A medida também vale para aqueles que vão viajar para outros estados, como Minas Gerais, Espírito Santo, São Paulo e Bahia, que já apresentaram casos. A vacinação deve ocorrer ao menos 10 dias antes da viagem.

Para pessoas de 2 a 59 anos, a recomendação é de duas doses, a segunda após 10 anos da primeira. Para as crianças, o esquema vacinal é uma dose aos 9 meses com reforço aos 4 anos.

Combate ao Aedes aegypti
Nenhum caso de dengue foi confirmado em 2017. Entretanto, 385 focos foram contabilizados em 60 cidades catarinenses.
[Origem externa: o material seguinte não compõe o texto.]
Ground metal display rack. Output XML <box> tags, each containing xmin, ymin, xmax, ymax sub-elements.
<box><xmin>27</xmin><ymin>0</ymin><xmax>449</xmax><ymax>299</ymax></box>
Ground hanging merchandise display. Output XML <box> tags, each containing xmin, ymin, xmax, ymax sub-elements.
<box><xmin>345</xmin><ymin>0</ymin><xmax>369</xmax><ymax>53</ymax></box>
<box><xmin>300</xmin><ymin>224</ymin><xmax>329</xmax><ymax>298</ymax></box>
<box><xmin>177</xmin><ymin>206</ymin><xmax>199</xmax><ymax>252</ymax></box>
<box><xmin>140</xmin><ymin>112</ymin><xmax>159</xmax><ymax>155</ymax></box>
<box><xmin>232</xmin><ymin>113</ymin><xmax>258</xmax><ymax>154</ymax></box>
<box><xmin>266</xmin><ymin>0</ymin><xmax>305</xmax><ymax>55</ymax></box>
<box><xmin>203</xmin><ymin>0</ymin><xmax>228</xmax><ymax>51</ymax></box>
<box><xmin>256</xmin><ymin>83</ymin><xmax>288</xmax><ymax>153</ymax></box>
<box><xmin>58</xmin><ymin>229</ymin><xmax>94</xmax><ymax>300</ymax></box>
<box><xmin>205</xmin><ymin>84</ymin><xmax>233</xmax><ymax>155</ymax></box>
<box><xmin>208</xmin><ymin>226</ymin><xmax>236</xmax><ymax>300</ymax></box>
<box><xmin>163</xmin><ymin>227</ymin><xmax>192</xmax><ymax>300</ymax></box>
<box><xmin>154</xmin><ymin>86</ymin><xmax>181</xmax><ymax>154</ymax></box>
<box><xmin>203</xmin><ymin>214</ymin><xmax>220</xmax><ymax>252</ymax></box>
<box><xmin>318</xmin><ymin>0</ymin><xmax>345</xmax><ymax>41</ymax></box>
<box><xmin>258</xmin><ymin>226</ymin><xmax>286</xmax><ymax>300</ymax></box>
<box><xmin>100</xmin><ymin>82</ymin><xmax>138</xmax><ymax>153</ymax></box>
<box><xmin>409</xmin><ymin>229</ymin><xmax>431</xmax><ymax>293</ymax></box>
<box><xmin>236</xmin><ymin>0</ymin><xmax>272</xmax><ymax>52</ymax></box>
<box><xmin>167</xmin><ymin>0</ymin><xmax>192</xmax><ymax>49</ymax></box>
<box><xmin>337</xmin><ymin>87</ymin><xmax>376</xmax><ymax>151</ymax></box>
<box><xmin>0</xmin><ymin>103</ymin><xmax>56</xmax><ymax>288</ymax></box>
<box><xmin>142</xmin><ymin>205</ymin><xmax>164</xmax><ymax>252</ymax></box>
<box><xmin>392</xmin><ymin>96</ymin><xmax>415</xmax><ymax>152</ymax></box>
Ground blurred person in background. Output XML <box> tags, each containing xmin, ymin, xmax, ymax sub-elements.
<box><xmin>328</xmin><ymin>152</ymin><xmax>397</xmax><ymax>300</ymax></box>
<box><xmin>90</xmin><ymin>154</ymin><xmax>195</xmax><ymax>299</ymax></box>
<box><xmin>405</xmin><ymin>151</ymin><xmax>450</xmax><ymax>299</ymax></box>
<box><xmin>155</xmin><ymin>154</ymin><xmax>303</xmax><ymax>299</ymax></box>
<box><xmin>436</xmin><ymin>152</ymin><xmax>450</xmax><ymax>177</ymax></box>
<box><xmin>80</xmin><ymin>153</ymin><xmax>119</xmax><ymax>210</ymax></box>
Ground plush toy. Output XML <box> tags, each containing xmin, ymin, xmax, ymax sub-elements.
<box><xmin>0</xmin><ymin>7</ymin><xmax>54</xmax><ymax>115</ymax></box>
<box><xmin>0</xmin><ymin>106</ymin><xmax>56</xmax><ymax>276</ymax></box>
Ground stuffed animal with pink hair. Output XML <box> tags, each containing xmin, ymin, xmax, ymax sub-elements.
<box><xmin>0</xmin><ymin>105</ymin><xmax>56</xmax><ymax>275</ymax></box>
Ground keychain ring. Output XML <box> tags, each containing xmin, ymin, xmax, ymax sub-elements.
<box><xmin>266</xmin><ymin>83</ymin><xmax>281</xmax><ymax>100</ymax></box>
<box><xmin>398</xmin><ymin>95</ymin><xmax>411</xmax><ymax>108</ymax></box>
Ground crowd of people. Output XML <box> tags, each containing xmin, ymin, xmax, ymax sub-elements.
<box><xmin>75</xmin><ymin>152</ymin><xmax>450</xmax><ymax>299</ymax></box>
Destes, 51 são considerados infestados.

Ainda de acordo com a Secretaria de Saúde, um caso de febre do chikungunya foi confirmada e sete casos de zika vírus estão em investigação. As informações são do boletim de 14 de janeiro da Vigilância Epidemiológica.

O estado vai destinar R$ 3,2 milhões do governo federal para ações de combate ao mosquito em 2017. Serão enviadas duas parcelas: a primeira já foi deposita em janeiro, de R$ 1,9 milhão, e o restante R$ 1,3 milhão será no segundo semestre.

Em Pinhalzinho, no Oeste, começou mutirão de limpeza na terça (24). A região recebeu um reforço desde dezembro: o Laboratório Central de Saúde Pública da Gerência Regional de Saúde de Chapecó (Lacen/Chapecó), que agiliza os testes na região, antes só realizados na capital.